When people signed up for Pfizer’s vaccine trial, they were told it would last for two years and they would not know if they received the coronavirus vaccine or placebo. But, according to one trial participant speaking on condition of anonymity to The Independent, the contract did not state they would remain “blinded” for the full two years – leaving the door open for Pfizer to tell participants their vaccine status pending research results. 

Experts warned an emergency use authorisation of Pfizer’s vaccine, if proven to be safe and effective, could leave some of the trial volunteers unprotected. Additionally, participants who believed they received the placebo could decide to drop out of the trial so they could receive the actual vaccine – which would impact data.

Dr Steven Goodman, an associate dean and professor of medicine at the Stanford University School of Medicine, urged the group during Thursday’s meeting to change the trial design to avoid potential issues.

Ethically, Dr Goodman said, companies were not required give trial participants the coronavirus vaccine if they received the placebo version, but this could cause significant drops in enrolment. On the other hand, giving trial participants the coronavirus vaccine once it receives emergency use authorisation would allow some relatively young and healthy volunteers to jump ahead of an older person at high risk of serious Covid-19 disease. 

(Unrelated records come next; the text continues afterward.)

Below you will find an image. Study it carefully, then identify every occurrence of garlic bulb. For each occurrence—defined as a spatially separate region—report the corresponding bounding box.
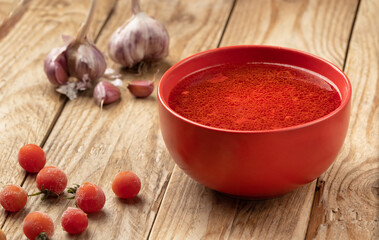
[108,0,169,67]
[44,0,107,99]
[67,41,107,90]
[44,47,68,85]
[93,81,121,106]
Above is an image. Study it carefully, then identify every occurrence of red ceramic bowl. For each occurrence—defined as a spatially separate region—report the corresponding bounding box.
[158,46,351,198]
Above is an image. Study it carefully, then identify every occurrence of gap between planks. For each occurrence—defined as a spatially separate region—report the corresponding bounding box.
[304,0,362,239]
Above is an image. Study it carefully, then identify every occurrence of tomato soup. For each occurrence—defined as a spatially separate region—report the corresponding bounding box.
[168,63,341,131]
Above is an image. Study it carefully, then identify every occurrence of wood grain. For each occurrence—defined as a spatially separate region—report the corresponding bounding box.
[307,0,379,239]
[4,0,232,239]
[150,0,357,239]
[0,0,116,231]
[0,0,18,20]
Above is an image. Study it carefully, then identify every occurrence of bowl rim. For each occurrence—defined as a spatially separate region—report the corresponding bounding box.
[157,45,352,134]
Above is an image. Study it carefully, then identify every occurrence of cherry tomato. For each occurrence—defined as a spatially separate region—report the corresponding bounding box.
[112,171,141,199]
[75,182,105,213]
[18,144,46,173]
[61,207,88,234]
[0,229,7,240]
[36,166,67,196]
[23,211,54,240]
[0,185,28,212]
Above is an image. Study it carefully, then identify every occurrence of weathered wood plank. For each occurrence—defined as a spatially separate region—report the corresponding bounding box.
[151,0,357,239]
[0,0,18,20]
[0,0,116,231]
[4,0,233,239]
[307,0,379,240]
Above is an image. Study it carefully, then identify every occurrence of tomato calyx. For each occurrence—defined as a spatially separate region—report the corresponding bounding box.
[36,232,49,240]
[28,184,63,200]
[65,184,80,199]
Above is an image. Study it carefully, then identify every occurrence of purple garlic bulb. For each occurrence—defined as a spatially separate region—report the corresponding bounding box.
[93,81,121,106]
[44,47,68,85]
[108,0,169,67]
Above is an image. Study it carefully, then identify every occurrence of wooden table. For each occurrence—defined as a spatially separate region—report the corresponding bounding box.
[0,0,379,240]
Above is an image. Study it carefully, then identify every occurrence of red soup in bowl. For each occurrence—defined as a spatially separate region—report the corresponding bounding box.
[158,46,351,198]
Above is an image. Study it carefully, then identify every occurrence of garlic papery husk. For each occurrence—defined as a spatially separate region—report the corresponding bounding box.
[67,39,107,90]
[108,0,169,67]
[44,0,107,99]
[44,46,68,85]
[93,81,121,107]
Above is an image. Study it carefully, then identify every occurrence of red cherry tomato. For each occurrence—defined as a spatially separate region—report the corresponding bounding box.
[18,144,46,173]
[75,182,105,213]
[23,211,54,240]
[36,166,67,195]
[112,171,141,199]
[61,207,88,234]
[0,185,28,212]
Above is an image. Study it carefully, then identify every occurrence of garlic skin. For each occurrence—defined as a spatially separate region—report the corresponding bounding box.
[108,0,169,68]
[128,80,154,98]
[44,0,107,100]
[44,46,68,85]
[93,81,121,106]
[67,38,107,90]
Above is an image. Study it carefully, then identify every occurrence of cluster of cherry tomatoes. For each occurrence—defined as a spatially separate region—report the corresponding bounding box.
[0,144,141,240]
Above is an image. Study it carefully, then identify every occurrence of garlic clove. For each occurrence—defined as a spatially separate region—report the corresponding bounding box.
[108,0,169,67]
[44,46,68,85]
[67,41,107,84]
[128,80,154,98]
[93,81,121,106]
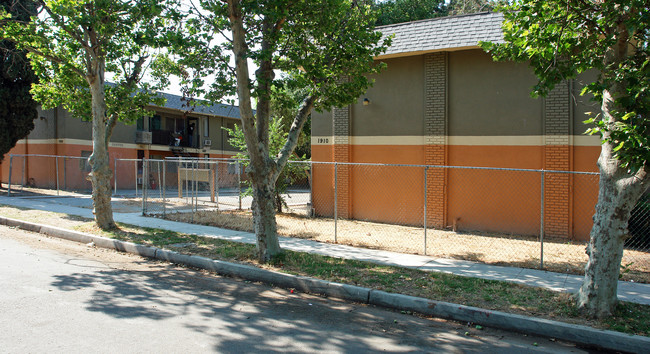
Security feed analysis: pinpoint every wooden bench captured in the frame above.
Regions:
[178,168,215,203]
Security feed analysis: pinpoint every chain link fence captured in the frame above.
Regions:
[3,155,650,282]
[147,160,650,282]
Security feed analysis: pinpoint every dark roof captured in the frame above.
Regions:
[158,92,241,119]
[376,12,503,58]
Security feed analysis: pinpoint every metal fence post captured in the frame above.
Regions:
[156,160,162,199]
[7,155,14,197]
[334,162,339,243]
[160,160,167,218]
[54,156,59,195]
[63,156,68,190]
[212,161,219,211]
[190,160,198,222]
[539,170,544,269]
[113,158,117,194]
[424,166,429,256]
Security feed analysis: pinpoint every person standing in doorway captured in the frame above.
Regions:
[187,123,194,147]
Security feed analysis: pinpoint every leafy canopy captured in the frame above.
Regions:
[176,0,388,116]
[482,0,650,173]
[0,0,180,122]
[0,0,38,161]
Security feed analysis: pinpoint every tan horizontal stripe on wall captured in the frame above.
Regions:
[311,135,600,146]
[12,139,239,155]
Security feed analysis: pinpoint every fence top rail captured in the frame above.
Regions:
[9,154,599,176]
[157,157,599,176]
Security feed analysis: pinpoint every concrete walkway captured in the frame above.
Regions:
[0,196,650,305]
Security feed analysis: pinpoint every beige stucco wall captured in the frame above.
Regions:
[350,56,424,136]
[448,49,543,136]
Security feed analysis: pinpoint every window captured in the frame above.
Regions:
[149,114,161,132]
[203,117,210,138]
[228,159,240,175]
[175,118,185,132]
[226,123,235,139]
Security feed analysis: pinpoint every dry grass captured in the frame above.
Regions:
[167,211,650,283]
[0,206,650,336]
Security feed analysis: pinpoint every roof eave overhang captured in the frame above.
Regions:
[374,45,481,60]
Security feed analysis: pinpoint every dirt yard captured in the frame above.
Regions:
[167,211,650,283]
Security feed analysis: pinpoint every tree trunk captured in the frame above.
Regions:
[88,69,116,230]
[252,172,282,263]
[578,91,650,318]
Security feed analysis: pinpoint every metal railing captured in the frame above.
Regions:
[5,155,650,282]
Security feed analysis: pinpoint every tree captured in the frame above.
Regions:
[0,0,38,161]
[176,0,388,262]
[224,115,309,213]
[484,0,650,318]
[374,0,448,26]
[448,0,509,16]
[0,0,178,229]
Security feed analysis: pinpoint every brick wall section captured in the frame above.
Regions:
[544,82,571,238]
[424,52,447,228]
[332,107,351,219]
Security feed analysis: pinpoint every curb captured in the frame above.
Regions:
[0,216,650,353]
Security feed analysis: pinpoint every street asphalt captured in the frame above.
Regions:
[0,226,590,354]
[0,197,650,353]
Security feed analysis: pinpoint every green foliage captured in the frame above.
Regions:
[0,0,180,123]
[0,0,38,161]
[374,0,449,26]
[223,116,309,212]
[271,83,311,160]
[448,0,510,15]
[482,0,650,173]
[175,0,388,115]
[373,0,508,26]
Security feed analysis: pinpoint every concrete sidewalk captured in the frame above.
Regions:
[0,196,650,305]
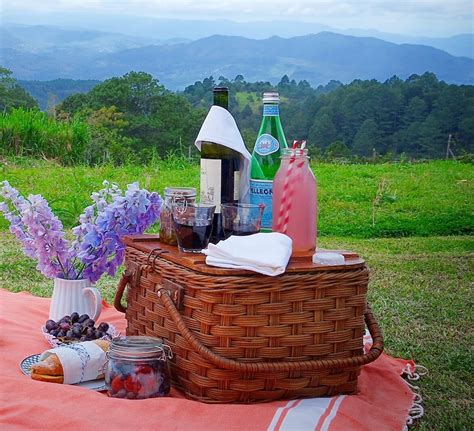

He instead proposed to vaccinate placebo trial participants but keep them “blinded” throughout the process. 

This would work by each company first determining when a trial volunteer would receive a coronavirus vaccine based on their location, age, job, and health status – like the rest of the American public. Once it was their turn in line, the placebo volunteer candidates would receive the actual coronavirus vaccine and those who received the coronavirus vaccine would receive a placebo version. 

None of the trial volunteers would be informed about their original vaccine status, but they would be assured they all received the vaccine. 

Dr Goodman recommended allowing young and healthy volunteers to receive the vaccine ahead of others in America like them, which would give people incentive to remain in the trials and reward them for participating in scientific research. 

This “deferred randomisation” design, he said, would result in some loss of data, but it would allow for companies to gather long-term data on issues like the durability of immune response generated by the vaccine and if the vaccinated could transmit the novel virus to others. 

The independent panel of experts will vote later on Thursday on if they think the FDA should issues emergency use authorisation to Pfizer for its coronavirus vaccine.